The inexorable movement of precious metals from West to East cannot and will not stop until the end game arrives of a global monetary power transfer unparalleled in centuries. China and Russia will be the world's new economic powers; and when all is said and done, the world's marching orders will be generated in Beijing and Moscow not New York, London and Tokyo. Like Noah's Ark, nations of all kinds are rapidly joining the Sino-Russian axis - via trade agreements, currency swaps and diplomatic ties - whilst the dying U.S.-UK axis sees its signature organizations of NATO, the World Bank, and the IMF, among others wholly discredited and virtually eliminated. The "new world order" will ultimately be based on sound money; but getting from today's point A to tomorrow's point B will likely be a long rocky one.
Last week's launch of the Shanghai Gold Exchange's "International Board" cannot be underestimated, as without a doubt its impact will be felt for decades. For the first time, international firms will be able to participate in this largely physical market with parallel contracts to shortly be launched in other major Chinese cities utilizing dozens of massive storage vaults. In this case, actual "commercials" will be major players, such as the world's largest gold refineries; and given the PBOC's decidedly pro-gold stance, the odds that criminal U.S. banks will be able to materially influence trading appear slim to none. As noted above, the PBOC believes gold to be an important reserve asset - as opposed to the clueless U.S., whose last Fed chairman said the only reason Central banks still own it (if they actually still own it) is due to "tradition."
In our view, the new "Shanghai Gold Benchmark" will in time be the basis of global gold - and by extension, silver - prices yielding a "new world order" in which, when Westerners awaken each morning, the day's price movements will have already occurred. And given that PMs, on average have traded upward more than 90% of the time in (formerly thinly-traded) Asian hours, you can bet said price movements will not include the waterfall declines we have endured for decades. Conversely, upward spikes will become the rule, as the Western fiat cancer fully metastasizes, yielding dramatic upward revaluations of real money.

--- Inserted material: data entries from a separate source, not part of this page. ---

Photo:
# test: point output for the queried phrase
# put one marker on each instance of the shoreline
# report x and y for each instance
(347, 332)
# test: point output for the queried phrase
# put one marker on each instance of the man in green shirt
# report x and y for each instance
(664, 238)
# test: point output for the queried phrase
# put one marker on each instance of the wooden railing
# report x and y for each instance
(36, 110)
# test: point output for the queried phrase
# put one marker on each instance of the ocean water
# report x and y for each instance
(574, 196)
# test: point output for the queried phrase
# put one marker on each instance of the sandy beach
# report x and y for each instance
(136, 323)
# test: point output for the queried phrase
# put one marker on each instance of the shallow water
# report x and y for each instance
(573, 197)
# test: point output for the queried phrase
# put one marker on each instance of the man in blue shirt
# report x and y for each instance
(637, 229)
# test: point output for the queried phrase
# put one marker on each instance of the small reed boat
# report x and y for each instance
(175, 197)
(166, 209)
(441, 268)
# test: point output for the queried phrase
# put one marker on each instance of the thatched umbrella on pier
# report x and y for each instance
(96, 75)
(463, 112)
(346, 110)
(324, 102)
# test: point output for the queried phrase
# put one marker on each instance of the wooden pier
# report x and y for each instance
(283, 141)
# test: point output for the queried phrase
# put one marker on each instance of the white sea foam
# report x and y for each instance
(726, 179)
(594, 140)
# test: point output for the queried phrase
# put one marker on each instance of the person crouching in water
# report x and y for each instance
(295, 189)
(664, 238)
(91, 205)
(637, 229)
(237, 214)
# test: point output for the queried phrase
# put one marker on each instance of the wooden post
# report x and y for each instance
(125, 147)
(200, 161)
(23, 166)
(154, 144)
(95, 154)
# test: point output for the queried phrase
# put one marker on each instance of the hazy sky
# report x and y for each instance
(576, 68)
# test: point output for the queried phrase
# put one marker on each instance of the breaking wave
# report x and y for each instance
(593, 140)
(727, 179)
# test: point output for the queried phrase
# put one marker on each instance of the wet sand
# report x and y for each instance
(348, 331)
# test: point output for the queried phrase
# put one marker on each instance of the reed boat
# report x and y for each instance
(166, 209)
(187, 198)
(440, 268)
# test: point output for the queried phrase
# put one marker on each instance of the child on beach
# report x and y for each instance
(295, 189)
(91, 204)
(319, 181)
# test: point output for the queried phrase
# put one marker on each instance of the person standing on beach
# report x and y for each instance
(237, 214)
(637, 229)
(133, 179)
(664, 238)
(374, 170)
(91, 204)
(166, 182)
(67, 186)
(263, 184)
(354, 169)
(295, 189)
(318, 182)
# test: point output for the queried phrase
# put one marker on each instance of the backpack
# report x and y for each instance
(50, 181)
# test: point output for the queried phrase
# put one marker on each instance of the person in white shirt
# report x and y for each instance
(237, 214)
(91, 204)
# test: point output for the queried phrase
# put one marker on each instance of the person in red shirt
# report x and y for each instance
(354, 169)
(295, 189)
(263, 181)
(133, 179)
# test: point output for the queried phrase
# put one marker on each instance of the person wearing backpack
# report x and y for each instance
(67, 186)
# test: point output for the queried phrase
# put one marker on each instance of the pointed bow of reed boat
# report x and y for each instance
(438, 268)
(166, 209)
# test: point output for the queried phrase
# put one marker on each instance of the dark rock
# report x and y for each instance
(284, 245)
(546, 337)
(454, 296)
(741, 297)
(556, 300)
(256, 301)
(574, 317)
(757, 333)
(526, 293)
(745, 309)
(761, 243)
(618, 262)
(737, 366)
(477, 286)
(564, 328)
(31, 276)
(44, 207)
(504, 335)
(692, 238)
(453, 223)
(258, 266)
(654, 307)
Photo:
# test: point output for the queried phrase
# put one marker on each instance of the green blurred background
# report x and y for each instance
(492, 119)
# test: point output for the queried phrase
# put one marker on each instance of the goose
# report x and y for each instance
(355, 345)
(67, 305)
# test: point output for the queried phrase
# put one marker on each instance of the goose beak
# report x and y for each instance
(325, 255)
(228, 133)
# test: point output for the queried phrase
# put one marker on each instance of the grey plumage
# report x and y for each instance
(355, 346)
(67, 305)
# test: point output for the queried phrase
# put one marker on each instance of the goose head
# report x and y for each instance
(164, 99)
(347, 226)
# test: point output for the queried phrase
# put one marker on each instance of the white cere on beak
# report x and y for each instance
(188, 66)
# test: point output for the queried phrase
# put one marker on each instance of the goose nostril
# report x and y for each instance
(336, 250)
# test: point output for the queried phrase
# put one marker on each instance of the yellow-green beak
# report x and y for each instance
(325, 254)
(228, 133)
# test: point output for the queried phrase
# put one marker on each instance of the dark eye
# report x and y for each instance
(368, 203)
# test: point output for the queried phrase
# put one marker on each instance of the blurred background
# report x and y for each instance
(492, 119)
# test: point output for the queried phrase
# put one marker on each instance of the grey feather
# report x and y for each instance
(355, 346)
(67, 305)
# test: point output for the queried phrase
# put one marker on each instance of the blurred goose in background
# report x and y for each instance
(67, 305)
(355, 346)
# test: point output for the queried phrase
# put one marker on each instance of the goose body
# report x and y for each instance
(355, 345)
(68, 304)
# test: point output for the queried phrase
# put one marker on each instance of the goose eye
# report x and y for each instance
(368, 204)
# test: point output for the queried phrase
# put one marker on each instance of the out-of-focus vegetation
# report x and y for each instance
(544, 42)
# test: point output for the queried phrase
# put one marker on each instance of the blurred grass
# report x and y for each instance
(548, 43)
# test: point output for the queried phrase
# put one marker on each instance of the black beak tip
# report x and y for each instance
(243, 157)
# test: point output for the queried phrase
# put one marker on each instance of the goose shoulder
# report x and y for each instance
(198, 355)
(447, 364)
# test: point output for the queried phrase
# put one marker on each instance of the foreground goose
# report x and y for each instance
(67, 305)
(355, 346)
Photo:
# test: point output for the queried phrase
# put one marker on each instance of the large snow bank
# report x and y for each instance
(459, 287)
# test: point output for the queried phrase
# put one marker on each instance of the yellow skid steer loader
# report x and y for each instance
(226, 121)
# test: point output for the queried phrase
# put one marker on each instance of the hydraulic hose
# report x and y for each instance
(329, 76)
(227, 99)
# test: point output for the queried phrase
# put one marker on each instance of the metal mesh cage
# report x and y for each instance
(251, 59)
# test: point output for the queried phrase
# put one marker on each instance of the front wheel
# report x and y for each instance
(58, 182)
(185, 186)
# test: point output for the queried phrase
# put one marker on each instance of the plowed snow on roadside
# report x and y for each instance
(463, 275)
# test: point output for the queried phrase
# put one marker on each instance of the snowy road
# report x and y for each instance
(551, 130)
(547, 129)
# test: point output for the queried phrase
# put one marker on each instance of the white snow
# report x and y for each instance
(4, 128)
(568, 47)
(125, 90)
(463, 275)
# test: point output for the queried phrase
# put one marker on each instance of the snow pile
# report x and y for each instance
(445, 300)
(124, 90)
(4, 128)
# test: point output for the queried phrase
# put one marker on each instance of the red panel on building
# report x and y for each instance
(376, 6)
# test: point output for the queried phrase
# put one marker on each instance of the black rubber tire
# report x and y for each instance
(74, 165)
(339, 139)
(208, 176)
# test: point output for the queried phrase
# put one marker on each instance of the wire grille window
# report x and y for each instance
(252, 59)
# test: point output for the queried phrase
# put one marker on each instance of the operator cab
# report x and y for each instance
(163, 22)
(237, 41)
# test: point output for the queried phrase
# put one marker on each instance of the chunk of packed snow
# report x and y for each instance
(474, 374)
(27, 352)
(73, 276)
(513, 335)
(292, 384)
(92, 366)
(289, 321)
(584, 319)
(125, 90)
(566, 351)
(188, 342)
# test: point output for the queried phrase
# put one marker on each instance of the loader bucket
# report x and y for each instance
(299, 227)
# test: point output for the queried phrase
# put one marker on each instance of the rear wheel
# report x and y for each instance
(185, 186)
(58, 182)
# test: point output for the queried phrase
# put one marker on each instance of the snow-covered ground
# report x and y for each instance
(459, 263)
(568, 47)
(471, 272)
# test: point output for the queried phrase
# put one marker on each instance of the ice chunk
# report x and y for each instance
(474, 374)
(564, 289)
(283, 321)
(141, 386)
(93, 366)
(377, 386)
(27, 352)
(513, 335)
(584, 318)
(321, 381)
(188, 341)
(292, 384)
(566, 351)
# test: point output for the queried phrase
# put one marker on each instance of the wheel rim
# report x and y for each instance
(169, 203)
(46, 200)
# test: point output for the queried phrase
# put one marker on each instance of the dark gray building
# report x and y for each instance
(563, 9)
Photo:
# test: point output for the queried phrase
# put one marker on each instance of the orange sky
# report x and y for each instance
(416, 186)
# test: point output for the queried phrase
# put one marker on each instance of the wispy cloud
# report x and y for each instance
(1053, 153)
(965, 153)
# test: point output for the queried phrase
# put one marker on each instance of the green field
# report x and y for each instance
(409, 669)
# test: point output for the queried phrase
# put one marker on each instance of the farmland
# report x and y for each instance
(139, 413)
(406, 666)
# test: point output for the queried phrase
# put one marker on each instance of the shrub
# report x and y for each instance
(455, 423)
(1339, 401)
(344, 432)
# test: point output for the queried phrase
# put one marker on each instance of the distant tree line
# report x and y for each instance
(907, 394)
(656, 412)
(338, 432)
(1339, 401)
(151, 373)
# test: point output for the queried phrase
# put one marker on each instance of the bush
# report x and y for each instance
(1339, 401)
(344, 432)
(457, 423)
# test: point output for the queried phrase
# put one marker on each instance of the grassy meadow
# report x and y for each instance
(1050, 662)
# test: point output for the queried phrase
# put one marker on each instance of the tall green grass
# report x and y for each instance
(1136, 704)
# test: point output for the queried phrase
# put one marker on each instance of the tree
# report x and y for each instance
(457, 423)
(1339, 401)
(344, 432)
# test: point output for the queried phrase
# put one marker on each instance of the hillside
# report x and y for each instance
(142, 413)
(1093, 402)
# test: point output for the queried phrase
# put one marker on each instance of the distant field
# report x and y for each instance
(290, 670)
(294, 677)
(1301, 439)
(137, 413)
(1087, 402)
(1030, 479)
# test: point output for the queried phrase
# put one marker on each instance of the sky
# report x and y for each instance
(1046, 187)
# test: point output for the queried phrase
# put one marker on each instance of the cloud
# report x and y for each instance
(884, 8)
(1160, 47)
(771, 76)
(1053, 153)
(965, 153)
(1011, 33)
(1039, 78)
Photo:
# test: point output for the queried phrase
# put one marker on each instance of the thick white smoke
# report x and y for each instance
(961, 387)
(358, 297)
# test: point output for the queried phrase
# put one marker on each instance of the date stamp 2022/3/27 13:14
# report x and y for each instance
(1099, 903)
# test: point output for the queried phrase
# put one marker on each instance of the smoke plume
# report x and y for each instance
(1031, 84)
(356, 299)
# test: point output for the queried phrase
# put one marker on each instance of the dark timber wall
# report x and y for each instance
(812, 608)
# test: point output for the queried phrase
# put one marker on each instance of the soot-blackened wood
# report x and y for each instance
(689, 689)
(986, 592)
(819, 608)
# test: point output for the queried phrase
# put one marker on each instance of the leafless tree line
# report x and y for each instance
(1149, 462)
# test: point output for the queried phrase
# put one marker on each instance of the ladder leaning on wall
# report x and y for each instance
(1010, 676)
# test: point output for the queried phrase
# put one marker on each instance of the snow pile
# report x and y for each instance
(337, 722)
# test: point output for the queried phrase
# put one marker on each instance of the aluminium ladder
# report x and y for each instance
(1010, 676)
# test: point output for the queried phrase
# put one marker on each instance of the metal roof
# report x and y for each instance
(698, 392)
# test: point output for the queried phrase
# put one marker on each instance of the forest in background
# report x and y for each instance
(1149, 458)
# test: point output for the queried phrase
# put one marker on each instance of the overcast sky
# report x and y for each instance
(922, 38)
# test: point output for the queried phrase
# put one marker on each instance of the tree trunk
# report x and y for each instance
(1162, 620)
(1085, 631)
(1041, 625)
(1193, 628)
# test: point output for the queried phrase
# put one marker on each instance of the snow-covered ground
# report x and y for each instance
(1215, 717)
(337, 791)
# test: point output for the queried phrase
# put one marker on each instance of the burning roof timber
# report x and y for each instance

And thus, for those refusing to "beware the dragon," do so at your own financial risk. For unsuspecting Westerners, the "enemy" is rapidly approaching with an agenda of replacing the dollar and Euro with Eastern equivalents; only in this case, they will ultimately be backed by gold. Time is running out before they "invade" Western financial markets; as when they do, the odds of purchasing material amounts of metal - let alone, at prices even remotely close to today's Cartel generated fire-sale prices - will be slim to none.